##### Blog by Author : Herumb

- I love ML and Data Science or anything remotely related to it.

- Data Science Intern at CrowdANALYTIX | Ex-NLP Research Intern at CAIR, DRDO | Crework | Ex-Jr. ML Engineer at Omdena.

- If you have something to talk about AI/ML/DS, feel free to message me.

**1. Introduction**

Deep Learning is probably one of those things that everyone thinks is magical and usually, I take immense pleasure in seeing the reaction they have when I tell them it’s essentially matrices that are unlike the nodes they expect but Neural Networks aren’t limited to that and neither, is that the thing, that makes it special.

For all the beautiful minds out there, the modified quote below is from The Lord of the Rings but sad that it couldn’t be true.

“One Activation to Rule them all

One Activation to find them

One Activation to bring them all

And in Layer bind them”

Behind the scenes, neural networks learn by a process known as ** backpropagation** which is essentially propagating the loss backward in the neural network or as a few like to say chain rule coming to life.
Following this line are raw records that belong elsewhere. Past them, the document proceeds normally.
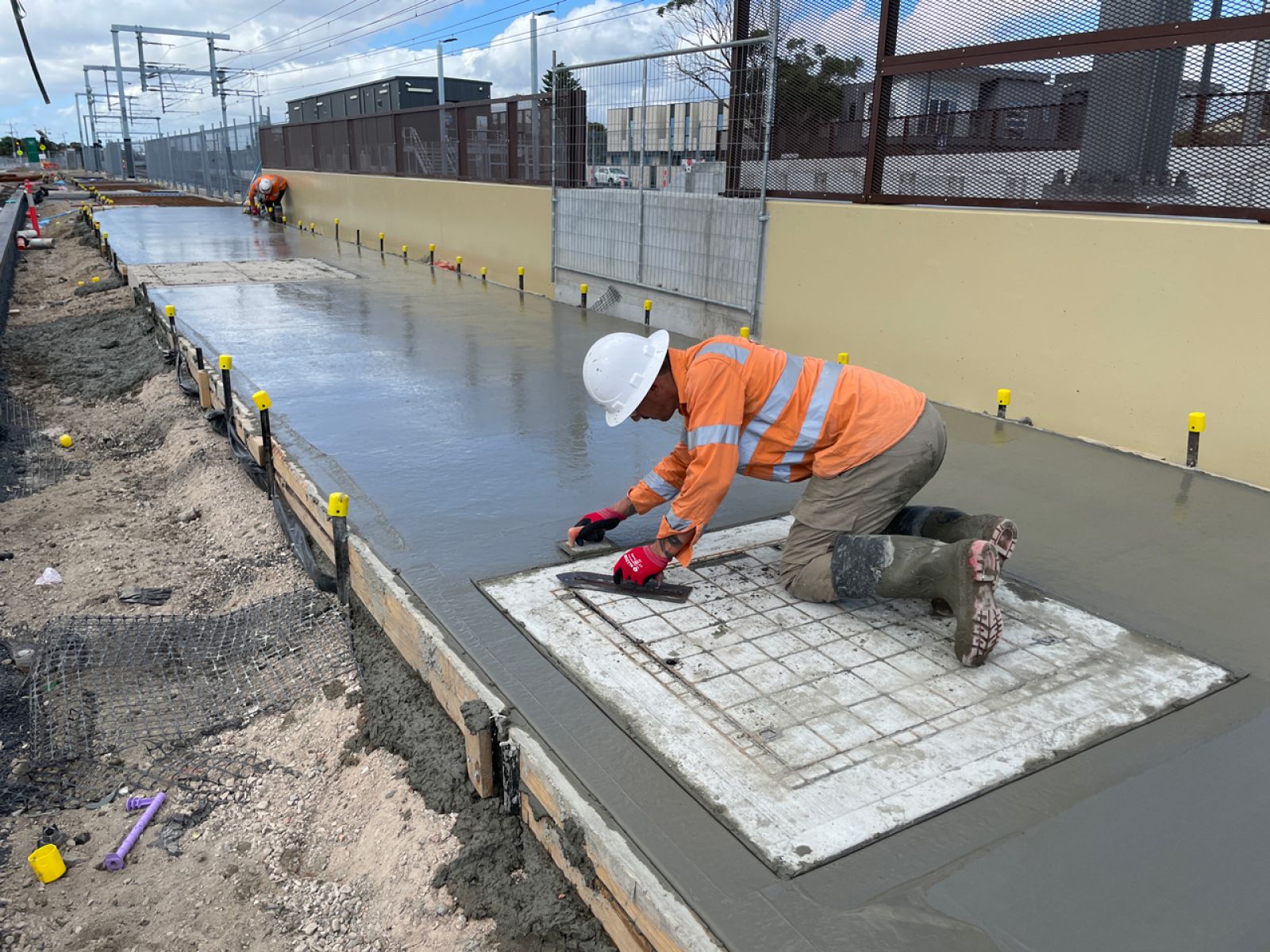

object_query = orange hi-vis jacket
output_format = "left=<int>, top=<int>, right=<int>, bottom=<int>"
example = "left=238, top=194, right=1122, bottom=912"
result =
left=629, top=338, right=926, bottom=565
left=246, top=175, right=287, bottom=202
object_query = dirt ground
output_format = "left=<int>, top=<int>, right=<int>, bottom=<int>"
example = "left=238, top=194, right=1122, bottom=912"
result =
left=0, top=209, right=611, bottom=952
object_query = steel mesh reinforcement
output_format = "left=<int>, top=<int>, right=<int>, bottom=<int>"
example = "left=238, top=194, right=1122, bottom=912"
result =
left=5, top=592, right=354, bottom=804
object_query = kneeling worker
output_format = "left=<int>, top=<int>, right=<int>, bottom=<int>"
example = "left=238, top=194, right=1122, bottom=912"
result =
left=569, top=330, right=1018, bottom=665
left=246, top=175, right=287, bottom=221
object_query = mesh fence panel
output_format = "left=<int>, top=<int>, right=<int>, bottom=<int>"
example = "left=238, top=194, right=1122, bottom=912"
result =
left=881, top=43, right=1270, bottom=209
left=30, top=592, right=353, bottom=763
left=559, top=42, right=767, bottom=309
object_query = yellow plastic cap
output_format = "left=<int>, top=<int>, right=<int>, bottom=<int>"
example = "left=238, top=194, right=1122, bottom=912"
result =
left=27, top=843, right=66, bottom=882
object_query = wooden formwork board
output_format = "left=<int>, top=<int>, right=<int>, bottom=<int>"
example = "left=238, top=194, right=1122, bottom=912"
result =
left=143, top=290, right=720, bottom=952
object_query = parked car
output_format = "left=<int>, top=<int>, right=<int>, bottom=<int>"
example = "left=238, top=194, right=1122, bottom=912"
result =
left=595, top=165, right=631, bottom=188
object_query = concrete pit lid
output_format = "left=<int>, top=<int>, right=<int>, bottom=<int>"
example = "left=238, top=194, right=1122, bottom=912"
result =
left=483, top=518, right=1233, bottom=876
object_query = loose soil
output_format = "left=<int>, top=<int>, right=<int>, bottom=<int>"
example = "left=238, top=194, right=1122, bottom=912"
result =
left=0, top=212, right=611, bottom=952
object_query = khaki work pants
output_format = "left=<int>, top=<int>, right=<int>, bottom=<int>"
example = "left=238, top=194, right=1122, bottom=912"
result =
left=781, top=401, right=948, bottom=601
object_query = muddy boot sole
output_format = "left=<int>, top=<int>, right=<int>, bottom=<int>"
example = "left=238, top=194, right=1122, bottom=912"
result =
left=988, top=519, right=1018, bottom=562
left=955, top=540, right=1008, bottom=668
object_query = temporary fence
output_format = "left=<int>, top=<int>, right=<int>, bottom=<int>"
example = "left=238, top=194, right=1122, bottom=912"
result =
left=137, top=122, right=269, bottom=199
left=551, top=38, right=771, bottom=311
left=737, top=0, right=1270, bottom=220
left=260, top=97, right=551, bottom=184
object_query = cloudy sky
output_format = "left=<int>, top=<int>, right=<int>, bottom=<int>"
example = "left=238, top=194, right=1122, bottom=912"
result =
left=0, top=0, right=1245, bottom=141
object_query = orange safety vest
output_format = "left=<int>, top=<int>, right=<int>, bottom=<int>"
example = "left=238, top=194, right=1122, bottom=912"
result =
left=629, top=336, right=926, bottom=565
left=246, top=175, right=287, bottom=202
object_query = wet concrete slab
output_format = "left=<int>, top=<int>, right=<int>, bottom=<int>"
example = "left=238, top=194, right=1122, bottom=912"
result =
left=129, top=258, right=357, bottom=288
left=99, top=208, right=1270, bottom=950
left=483, top=519, right=1230, bottom=876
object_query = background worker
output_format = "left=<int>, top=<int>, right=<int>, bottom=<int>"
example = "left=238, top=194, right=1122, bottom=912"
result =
left=246, top=175, right=287, bottom=221
left=569, top=330, right=1018, bottom=665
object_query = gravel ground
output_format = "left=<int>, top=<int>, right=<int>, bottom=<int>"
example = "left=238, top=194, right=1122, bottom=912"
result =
left=0, top=210, right=611, bottom=952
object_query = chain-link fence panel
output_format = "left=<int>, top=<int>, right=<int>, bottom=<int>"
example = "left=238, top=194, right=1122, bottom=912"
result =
left=0, top=592, right=356, bottom=804
left=556, top=38, right=771, bottom=311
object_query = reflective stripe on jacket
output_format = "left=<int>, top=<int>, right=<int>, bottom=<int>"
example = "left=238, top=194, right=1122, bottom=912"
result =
left=246, top=175, right=287, bottom=202
left=629, top=338, right=926, bottom=565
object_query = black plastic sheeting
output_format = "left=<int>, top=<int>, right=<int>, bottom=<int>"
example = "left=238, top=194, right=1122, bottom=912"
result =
left=205, top=410, right=337, bottom=593
left=176, top=351, right=198, bottom=396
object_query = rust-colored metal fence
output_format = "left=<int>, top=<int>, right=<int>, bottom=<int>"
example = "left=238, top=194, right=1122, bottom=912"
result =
left=260, top=0, right=1270, bottom=221
left=260, top=94, right=551, bottom=186
left=733, top=0, right=1270, bottom=221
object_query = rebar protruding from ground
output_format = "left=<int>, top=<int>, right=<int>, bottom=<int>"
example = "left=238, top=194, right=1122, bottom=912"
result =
left=103, top=792, right=167, bottom=872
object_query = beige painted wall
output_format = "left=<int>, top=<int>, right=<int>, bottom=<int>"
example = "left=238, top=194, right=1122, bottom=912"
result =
left=270, top=170, right=552, bottom=294
left=762, top=201, right=1270, bottom=486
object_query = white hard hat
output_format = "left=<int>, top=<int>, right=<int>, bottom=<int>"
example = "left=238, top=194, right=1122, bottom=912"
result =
left=582, top=330, right=671, bottom=427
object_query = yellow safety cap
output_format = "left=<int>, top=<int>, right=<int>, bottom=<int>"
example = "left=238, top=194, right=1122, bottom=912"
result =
left=27, top=843, right=66, bottom=882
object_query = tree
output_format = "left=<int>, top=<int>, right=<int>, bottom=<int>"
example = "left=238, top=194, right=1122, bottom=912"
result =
left=542, top=63, right=582, bottom=98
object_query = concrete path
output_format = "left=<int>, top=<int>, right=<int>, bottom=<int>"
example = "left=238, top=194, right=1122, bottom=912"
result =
left=99, top=208, right=1270, bottom=952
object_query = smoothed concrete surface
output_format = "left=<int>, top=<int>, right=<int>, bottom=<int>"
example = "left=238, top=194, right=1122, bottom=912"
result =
left=98, top=208, right=1270, bottom=950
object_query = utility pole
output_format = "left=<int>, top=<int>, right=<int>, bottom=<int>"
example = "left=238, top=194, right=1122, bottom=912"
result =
left=529, top=10, right=555, bottom=95
left=110, top=23, right=230, bottom=179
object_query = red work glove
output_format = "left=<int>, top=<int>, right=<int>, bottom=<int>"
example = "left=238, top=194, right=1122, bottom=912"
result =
left=569, top=506, right=626, bottom=544
left=614, top=546, right=671, bottom=585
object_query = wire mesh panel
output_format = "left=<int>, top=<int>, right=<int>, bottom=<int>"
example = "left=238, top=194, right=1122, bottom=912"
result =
left=551, top=40, right=767, bottom=309
left=880, top=43, right=1270, bottom=213
left=30, top=592, right=353, bottom=764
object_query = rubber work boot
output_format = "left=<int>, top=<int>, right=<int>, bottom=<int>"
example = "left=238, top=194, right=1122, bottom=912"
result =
left=883, top=505, right=1018, bottom=562
left=829, top=535, right=1001, bottom=668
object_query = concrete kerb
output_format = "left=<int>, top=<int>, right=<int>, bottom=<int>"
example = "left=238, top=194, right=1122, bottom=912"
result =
left=136, top=284, right=722, bottom=952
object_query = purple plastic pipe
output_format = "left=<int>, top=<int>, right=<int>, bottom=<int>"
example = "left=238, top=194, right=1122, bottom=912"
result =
left=106, top=793, right=167, bottom=872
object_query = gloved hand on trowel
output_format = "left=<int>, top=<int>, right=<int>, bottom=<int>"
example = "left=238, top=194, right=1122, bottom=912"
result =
left=569, top=499, right=635, bottom=546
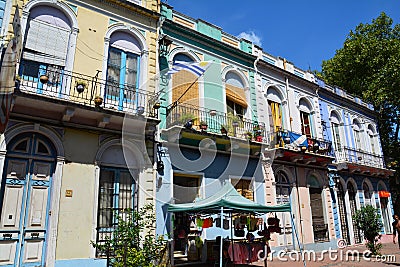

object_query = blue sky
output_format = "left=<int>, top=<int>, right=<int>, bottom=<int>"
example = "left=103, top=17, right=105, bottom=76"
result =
left=163, top=0, right=400, bottom=70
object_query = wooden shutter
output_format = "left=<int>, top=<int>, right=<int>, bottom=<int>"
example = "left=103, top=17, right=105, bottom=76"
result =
left=23, top=19, right=70, bottom=66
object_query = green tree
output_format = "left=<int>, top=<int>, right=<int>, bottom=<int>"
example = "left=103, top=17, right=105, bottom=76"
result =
left=92, top=205, right=166, bottom=267
left=317, top=13, right=400, bottom=212
left=353, top=205, right=383, bottom=255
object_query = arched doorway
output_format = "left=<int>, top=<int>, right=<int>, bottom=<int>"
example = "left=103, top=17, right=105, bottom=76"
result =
left=307, top=175, right=329, bottom=242
left=337, top=183, right=350, bottom=244
left=275, top=171, right=293, bottom=249
left=0, top=133, right=56, bottom=266
left=347, top=182, right=361, bottom=244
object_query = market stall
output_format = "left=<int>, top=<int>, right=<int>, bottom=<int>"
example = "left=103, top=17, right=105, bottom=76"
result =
left=168, top=183, right=301, bottom=267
On the other hand, the output in neural networks is generated by the process known as

**which is basically nothing but a set of linear operations.**

*feed-forward*The mathematics behind it is intriguing but these statements lead to one interesting question:

- If feed-forward is linear then why are neural networks so hyped?

Well, my friend, I’ll ask you to hold your horses and fasten your seatbelt because it’s gonna be one hell of a ride!

P.S. I expect you are familiar with Feed Forward and Backpropagation. If not – no issue, we’ll be getting a bit into their working before completely understanding Activation Functions.

**2. What are Activation Functions?**

Activation Function, also known as Transfer Function is nothing but a simple mathematical function and like any function, it takes an input and gives some output corresponding to it.

In neural networks, the activation function of a node defines the output of that node given an input or set of inputs. An integrated circuit could be considered as a digital network of activation functions that can be “ON” or “OFF”, based on the input.

Yes, I’m indeed saying that it could be any function – sigmoid, tanh, Softmax, ReLU, Leaky ReLU, etc. but the below questions may arise?

- Does using a particular activation function have any effect on performance?
- Why use activation functions anyways?
- What are the popular ones?

Let’s see all of them one by one.

**3. Why use Activation Functions?**

Before diving into the answer let’s take a walk down the memory lane and understand the feed-forward process again. Take a look at the picture below.

Although that pretty much sums it up. Let’s go through it briefly. In the image on top, there is a single node of the layer with w1 and w2 being the weights associated with the inputs x1 and x2. This node does nothing but multiplies the weights to the corresponding inputs and summing them up.

*For example*, x1 has weight w1 and x2 has weight w2 associated with them so they multiplied and summed the result in x1*w1+x2*w2.

Now let’s talk about the network at the bottom which is a simple neural network. In the hidden layer, we have 2 nodes, let’s name the top node as node A and the bottom node of the hidden layer as node B.

The output from node A is the result of summing the products of x1 and x2 with their weights associated to node A i.e. w1 and w3 respectively, let’s refer to the output of node A as o1. Similarly, the output from node B is the result of summing the products of x1 and x2 with their weights associated to node B i.e. w4 and w2 respectively, let’s refer to the output of node B as o2.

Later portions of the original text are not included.